Other stars know that Hollywood’s liberal filmmakers aren’t into patriotic films either, including “Dukes of Hazzard” star John Schneider. He is starring in a new patriotic film titled “To Die For,” which was independently made.
Fox News adds:
The film follows reclusive veteran Quint North (Schneider), who takes a public stand for his personal freedoms after receiving a court order to keep his American flag-flying El Camino truck away from a local high school. The actor told Fox News Digital the film defends patriotism, freedom of speech and the American flag.
Schneider told Fox News Digital that he was inspired to make “To Die For” after reading an article about a man who had been jailed for refusing to remove the American flag from the back of his truck.
“I read the article, and it said he had a restraining order against him, so he couldn’t drive within a certain distance from the [local] high school with the flag on his truck,” he recounted.

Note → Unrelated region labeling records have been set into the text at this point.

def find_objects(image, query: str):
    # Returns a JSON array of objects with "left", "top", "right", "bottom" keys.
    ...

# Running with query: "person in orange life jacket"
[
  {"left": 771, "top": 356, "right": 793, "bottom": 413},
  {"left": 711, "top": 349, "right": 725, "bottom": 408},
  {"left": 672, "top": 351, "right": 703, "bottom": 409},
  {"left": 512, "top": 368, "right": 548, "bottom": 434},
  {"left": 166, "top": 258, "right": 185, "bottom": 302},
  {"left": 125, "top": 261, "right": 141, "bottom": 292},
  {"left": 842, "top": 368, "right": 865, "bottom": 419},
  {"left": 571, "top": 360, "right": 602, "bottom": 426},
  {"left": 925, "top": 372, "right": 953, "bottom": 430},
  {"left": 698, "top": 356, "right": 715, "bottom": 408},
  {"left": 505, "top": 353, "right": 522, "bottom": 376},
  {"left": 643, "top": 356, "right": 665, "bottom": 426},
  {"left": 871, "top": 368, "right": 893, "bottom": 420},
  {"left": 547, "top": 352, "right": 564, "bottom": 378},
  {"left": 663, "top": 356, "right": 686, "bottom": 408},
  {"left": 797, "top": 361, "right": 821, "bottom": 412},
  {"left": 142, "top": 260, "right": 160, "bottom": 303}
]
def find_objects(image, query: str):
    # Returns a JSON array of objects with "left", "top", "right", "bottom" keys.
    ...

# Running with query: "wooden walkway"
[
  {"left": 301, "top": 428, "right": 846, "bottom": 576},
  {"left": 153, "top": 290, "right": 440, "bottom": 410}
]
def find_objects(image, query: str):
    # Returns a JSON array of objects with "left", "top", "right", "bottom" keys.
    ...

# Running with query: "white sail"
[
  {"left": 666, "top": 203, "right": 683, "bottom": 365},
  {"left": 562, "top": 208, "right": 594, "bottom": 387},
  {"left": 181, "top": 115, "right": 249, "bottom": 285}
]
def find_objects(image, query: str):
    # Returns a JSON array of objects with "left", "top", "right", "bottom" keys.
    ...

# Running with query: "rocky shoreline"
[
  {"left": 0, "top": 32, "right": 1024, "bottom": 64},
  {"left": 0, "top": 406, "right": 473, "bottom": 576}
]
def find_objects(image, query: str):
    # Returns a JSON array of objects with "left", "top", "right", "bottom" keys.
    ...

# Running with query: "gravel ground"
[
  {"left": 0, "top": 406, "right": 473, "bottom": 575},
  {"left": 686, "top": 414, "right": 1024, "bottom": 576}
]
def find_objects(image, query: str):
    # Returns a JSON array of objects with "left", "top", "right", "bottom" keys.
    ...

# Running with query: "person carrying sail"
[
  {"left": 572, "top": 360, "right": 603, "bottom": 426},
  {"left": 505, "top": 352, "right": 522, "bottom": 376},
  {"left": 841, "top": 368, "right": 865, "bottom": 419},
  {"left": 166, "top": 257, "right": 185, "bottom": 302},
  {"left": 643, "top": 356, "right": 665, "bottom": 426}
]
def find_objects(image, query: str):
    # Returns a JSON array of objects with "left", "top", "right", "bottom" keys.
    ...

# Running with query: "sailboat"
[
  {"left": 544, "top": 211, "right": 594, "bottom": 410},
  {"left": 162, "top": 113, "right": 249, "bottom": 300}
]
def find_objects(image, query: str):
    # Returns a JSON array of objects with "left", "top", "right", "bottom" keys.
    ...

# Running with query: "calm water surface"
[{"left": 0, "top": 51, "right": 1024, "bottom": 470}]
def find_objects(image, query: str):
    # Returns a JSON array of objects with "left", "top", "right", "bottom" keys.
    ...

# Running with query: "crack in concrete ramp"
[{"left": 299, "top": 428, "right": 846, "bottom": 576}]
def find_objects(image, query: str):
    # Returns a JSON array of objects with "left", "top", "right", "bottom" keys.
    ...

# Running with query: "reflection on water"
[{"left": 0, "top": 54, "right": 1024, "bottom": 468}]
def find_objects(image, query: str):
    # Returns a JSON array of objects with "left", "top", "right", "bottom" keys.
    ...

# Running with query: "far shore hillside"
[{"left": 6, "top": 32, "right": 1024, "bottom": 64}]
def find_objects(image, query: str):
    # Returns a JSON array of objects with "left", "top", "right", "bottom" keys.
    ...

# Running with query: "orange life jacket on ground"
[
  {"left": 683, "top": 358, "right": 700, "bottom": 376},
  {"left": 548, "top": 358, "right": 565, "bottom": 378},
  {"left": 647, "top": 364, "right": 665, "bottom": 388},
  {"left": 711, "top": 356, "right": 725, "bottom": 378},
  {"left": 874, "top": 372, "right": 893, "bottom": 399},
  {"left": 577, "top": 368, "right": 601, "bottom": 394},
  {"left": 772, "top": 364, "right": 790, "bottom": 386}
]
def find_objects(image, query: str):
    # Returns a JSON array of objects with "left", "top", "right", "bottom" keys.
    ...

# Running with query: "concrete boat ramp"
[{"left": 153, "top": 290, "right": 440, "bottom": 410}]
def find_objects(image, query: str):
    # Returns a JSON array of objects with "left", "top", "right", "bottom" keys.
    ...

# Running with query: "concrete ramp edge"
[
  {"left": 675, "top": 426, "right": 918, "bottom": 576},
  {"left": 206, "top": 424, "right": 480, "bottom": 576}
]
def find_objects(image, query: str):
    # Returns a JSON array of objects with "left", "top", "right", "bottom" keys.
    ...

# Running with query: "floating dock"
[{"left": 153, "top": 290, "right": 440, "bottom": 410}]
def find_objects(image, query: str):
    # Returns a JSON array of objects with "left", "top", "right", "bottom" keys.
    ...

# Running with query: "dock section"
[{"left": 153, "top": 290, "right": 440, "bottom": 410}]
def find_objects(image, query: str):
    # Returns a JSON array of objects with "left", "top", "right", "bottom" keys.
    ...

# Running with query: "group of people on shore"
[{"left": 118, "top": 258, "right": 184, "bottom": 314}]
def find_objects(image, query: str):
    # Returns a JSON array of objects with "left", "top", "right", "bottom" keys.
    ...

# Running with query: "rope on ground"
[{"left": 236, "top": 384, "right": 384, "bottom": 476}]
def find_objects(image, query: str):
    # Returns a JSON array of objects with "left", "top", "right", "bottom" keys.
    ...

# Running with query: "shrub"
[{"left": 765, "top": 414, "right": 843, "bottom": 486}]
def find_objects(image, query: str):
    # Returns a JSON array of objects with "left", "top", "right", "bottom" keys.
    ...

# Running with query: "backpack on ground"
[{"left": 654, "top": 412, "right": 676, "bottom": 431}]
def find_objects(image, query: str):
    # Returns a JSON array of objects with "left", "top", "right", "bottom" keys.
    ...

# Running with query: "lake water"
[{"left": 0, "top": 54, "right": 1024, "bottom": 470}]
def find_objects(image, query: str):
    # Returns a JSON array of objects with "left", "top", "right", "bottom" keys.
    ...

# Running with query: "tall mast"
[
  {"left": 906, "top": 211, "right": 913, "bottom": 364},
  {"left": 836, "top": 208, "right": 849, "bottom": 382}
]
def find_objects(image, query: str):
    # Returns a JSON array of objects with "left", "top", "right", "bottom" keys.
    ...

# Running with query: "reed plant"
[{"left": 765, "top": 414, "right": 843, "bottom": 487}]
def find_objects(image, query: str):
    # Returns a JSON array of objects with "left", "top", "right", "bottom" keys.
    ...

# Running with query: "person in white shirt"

“[My wife and I] are big supporters of our military and our law enforcement. And I thought, now is the time to make a movie about this guy.”
“I wanted to make a movie not about that individual guy, but that kind of guy who is willing to go to jail in order to continue to express his First Amendment right of free speech,” he said. The film was released Oct. 20.
“People talk about Hollywood as if it has autonomy,” he told the outlet. “Hollywood is a line item on a billionaire globalist spreadsheet, really. So, Hollywood has to basically do what they’re told. I know a lot of people in Hollywood, and I don’t really believe that they are naïve enough to believe a lot of the things that they put forth as truth. But as a very old song used to say, they owe their soul to the company store.”
“You’ve got the celebrity types who… get paid a lot of money, but they’re really doing what they’re told as well. So there’s not a lot of room in that model for free thought. There’s not a lot of room in that model for free speech. You really have to work, I believe, outside that model, ’cause that model’s not going to change.”
Disclaimer: This article may contain commentary which reflects the author’s opinion.